Amazon’s Alexa assistant told a child to do a potentially lethal challenge



A 10-year-old girl was told to touch a live electrical plug with a penny by Amazon's virtual assistant, which is not designed to endanger human lives.

The girl asked for a challenge to do and the suggestion was given out via the smart speaker.

To charge a phone from a wall outlet, touch a penny to the exposed prongs.

An Amazon spokesman told CNBC that the error had been fixed.

The mother of the girl, who lives in the U.S., described the incident in a series of posts on her verified account.

Livdahl wrote that they were doing some physical challenges, like laying down and rolling over holding a shoe on their foot, from a physical education teacher. There was bad weather outside. She wanted another one.

The girl was suggested to attempt the challenge by the speaker.

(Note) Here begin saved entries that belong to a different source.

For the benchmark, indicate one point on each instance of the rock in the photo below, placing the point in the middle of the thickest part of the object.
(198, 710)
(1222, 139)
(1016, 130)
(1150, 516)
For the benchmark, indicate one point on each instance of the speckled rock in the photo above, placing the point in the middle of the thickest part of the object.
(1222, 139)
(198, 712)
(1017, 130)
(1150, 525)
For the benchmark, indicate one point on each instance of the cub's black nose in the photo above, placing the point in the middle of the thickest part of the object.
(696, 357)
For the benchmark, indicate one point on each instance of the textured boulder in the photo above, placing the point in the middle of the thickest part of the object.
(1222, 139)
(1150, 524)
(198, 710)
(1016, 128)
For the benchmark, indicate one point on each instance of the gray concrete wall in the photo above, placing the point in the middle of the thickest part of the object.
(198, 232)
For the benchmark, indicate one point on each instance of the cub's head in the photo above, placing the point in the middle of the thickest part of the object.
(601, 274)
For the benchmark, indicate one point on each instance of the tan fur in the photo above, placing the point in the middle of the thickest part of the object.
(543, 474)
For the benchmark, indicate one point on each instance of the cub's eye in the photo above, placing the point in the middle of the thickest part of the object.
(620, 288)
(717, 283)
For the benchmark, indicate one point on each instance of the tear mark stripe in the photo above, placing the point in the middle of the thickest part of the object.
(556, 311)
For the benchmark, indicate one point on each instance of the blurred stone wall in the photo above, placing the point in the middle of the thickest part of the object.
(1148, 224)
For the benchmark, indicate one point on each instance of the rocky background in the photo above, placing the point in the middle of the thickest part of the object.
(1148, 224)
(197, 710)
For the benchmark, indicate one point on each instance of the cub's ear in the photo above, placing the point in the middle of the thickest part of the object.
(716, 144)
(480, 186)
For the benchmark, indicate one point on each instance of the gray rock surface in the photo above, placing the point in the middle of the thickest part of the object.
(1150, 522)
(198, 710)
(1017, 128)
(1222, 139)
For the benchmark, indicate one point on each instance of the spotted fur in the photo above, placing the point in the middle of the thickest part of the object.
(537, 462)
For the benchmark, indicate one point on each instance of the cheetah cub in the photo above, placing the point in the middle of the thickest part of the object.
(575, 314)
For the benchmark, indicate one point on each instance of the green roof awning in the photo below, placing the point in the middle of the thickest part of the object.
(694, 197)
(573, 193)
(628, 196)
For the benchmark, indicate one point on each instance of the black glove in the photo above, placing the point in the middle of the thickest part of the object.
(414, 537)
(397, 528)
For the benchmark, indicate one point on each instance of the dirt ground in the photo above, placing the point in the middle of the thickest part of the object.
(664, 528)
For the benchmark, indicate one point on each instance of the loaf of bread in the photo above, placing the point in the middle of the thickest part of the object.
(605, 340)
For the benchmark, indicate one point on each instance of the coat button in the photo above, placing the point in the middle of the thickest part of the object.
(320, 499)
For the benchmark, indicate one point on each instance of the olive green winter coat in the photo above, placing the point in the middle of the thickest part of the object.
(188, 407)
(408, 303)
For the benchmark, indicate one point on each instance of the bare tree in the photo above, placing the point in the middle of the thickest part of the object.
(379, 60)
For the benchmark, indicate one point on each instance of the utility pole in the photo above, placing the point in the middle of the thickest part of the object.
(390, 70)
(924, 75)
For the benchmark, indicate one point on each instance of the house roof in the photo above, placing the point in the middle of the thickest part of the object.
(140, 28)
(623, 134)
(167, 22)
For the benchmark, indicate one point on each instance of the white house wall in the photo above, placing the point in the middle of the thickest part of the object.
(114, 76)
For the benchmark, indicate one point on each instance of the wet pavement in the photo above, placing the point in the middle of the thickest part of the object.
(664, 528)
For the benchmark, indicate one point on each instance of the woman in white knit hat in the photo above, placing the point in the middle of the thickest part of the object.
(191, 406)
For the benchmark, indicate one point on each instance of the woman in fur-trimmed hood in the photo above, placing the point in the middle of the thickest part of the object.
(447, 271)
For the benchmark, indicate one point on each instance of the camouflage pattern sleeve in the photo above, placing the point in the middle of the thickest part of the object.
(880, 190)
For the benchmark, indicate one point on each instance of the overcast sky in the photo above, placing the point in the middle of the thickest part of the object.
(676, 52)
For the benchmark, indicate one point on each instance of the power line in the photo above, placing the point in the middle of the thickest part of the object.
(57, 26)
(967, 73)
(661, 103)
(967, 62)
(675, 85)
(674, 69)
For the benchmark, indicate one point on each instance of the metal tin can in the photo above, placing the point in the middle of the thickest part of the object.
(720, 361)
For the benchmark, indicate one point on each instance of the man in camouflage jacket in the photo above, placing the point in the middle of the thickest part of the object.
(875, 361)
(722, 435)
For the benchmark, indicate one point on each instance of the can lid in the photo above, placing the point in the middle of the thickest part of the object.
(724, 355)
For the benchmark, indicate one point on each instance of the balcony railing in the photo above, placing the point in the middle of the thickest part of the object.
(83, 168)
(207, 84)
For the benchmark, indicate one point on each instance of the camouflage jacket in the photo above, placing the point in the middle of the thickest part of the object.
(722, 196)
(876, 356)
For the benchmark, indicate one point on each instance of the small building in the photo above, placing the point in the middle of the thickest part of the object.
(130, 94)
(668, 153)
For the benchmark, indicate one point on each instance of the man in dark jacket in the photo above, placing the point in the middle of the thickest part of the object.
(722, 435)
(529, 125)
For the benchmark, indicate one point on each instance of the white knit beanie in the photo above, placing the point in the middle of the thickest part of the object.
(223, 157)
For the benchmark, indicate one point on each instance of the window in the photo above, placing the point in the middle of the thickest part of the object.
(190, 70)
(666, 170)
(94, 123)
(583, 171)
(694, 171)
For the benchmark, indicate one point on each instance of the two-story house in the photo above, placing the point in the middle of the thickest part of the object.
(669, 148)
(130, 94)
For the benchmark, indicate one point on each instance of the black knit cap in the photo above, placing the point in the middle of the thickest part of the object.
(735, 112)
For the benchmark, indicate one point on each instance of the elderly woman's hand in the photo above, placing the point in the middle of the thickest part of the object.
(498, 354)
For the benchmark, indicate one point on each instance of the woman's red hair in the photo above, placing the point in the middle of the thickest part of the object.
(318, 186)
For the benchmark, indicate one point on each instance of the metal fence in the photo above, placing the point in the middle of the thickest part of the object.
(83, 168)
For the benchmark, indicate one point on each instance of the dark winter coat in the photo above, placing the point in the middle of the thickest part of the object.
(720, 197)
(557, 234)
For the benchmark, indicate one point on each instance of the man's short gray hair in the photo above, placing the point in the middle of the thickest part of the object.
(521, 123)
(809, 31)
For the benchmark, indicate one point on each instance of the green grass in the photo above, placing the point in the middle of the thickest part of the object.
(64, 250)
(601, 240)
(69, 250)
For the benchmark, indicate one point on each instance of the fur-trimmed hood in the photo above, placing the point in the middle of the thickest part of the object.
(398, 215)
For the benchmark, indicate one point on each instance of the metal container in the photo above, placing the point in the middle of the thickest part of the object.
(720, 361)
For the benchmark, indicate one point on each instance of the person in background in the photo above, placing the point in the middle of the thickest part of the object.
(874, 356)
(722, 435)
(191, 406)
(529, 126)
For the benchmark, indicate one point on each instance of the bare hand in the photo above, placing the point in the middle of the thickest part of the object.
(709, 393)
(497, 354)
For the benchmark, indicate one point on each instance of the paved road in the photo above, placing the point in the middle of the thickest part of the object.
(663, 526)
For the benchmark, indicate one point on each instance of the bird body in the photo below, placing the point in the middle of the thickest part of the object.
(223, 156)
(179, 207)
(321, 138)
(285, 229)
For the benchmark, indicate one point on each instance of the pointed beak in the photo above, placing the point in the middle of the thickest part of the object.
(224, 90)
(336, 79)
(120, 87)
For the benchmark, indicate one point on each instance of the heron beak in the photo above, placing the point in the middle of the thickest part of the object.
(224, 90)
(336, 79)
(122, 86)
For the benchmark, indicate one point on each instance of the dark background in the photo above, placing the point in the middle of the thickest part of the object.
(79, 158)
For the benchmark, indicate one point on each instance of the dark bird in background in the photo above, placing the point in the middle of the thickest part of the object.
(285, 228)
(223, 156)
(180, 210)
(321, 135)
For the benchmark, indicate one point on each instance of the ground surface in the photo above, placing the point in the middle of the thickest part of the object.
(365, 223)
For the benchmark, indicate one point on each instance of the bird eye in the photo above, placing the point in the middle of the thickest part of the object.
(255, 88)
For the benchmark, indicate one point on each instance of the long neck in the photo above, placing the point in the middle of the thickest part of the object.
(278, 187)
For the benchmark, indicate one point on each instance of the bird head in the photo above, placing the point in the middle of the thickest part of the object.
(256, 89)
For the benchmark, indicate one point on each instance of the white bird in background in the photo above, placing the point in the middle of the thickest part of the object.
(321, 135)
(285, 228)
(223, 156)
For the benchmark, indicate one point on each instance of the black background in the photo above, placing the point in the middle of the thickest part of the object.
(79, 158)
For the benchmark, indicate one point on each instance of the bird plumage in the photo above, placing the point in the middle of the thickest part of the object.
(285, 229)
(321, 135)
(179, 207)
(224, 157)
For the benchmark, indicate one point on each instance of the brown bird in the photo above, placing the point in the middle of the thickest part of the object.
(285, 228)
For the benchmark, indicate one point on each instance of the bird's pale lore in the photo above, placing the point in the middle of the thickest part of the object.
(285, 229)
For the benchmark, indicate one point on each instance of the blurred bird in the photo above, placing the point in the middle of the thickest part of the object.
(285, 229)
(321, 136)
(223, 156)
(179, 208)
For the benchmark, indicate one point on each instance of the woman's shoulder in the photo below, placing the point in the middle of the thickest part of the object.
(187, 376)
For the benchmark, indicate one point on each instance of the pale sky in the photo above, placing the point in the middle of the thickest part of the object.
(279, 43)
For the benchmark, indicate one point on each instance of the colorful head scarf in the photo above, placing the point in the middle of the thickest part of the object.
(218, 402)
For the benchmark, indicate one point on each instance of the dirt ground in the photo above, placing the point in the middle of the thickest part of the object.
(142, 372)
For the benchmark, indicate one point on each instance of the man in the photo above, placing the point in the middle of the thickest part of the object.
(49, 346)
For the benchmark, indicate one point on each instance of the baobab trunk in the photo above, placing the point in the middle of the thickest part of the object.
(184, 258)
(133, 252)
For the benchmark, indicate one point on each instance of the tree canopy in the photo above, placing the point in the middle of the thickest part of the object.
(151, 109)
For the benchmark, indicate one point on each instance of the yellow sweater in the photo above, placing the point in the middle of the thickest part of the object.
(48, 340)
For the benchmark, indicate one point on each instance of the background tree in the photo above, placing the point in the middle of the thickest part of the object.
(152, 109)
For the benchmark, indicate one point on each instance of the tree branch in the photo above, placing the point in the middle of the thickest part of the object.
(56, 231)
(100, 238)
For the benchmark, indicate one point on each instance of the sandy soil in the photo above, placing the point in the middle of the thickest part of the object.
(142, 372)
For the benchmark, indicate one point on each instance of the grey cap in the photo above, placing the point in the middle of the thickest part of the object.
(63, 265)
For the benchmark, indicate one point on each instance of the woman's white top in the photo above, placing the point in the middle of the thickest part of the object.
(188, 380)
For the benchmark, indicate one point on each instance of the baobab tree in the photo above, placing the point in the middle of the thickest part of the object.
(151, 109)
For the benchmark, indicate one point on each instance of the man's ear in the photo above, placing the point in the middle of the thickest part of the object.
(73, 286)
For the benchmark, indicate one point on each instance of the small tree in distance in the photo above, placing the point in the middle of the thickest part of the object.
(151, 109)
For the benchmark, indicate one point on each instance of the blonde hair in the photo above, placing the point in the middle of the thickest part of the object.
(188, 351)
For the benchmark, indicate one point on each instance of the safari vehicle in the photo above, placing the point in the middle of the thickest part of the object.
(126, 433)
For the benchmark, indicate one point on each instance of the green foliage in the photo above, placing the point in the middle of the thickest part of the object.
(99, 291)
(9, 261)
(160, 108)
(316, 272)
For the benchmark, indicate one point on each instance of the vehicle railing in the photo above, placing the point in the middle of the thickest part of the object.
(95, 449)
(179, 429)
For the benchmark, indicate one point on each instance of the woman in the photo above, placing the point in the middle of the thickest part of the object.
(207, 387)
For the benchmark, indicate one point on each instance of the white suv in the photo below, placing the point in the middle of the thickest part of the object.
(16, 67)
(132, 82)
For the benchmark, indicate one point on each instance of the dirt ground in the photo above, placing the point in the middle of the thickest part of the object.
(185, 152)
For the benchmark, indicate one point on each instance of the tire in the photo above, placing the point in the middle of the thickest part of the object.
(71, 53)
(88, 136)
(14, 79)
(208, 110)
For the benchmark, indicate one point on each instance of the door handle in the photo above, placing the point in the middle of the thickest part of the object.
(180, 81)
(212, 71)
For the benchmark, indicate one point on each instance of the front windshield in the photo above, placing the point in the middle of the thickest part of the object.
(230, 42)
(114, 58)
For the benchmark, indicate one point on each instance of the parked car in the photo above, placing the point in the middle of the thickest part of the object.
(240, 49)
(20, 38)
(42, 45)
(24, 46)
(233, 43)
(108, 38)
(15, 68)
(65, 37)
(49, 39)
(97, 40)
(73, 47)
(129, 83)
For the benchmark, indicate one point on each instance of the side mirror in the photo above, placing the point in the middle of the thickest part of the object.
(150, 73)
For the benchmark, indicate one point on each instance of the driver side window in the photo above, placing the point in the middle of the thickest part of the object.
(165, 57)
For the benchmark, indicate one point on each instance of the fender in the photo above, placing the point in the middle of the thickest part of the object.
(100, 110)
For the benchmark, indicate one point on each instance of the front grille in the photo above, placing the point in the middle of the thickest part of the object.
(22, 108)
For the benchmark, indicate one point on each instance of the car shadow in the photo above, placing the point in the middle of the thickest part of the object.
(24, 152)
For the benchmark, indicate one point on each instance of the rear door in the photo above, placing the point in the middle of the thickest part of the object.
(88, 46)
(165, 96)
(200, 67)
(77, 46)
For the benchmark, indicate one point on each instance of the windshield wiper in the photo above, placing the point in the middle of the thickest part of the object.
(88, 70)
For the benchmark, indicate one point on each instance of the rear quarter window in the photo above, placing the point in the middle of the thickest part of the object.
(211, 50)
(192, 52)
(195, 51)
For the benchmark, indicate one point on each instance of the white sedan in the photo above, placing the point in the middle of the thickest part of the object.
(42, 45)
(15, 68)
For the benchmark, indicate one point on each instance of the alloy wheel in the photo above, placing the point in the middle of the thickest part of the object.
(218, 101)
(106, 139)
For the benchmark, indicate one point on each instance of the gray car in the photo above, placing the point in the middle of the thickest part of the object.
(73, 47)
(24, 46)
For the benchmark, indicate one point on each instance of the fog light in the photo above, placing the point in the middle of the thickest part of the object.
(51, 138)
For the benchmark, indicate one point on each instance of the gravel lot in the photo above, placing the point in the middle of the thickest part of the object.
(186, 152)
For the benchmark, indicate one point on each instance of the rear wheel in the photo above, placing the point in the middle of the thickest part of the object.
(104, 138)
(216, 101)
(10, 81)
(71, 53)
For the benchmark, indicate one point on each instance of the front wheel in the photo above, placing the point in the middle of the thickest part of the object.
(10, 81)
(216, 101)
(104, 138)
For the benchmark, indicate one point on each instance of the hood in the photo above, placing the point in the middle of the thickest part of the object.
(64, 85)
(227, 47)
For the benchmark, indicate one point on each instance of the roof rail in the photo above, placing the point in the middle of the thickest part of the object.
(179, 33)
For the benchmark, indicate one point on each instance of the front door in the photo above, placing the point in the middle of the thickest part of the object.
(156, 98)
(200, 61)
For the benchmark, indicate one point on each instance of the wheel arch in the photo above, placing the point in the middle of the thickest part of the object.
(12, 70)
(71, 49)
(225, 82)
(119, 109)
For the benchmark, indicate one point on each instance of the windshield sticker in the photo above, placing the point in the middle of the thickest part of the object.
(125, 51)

The challenge was pulled from Our Community Now. The news website did not respond to a request for comment from CNBC and it was not clear how it originally reported on the challenge.

The mother said that she was right there when it happened and that they had a good conversation about not trusting anything from the internet or the voice assistant.

The potentially lethal challenge started appearing on social media platforms around a year ago. The challenge is dangerous because metals conduct electricity and can cause violent electric shocks and fires, with some reports of people losing fingers and hands from taking the challenge.

A spokesman for Amazon told CNBC thatAlexa is designed to provide accurate, relevant, and helpful information to customers. We took swift action to fix the error.

Amazon didn't say what the "swift action" was.
Gary Marcus said that the event shows how common sense is still missing in artificial intelligence.

Marcus later told CNBC that no current artificial intelligence is close to understanding the everyday physical or psychological world. We have an approximation to intelligence, not the real thing, and as such it will never be trustworthy. Before we can get to artificial intelligence, we need some fundamental advances.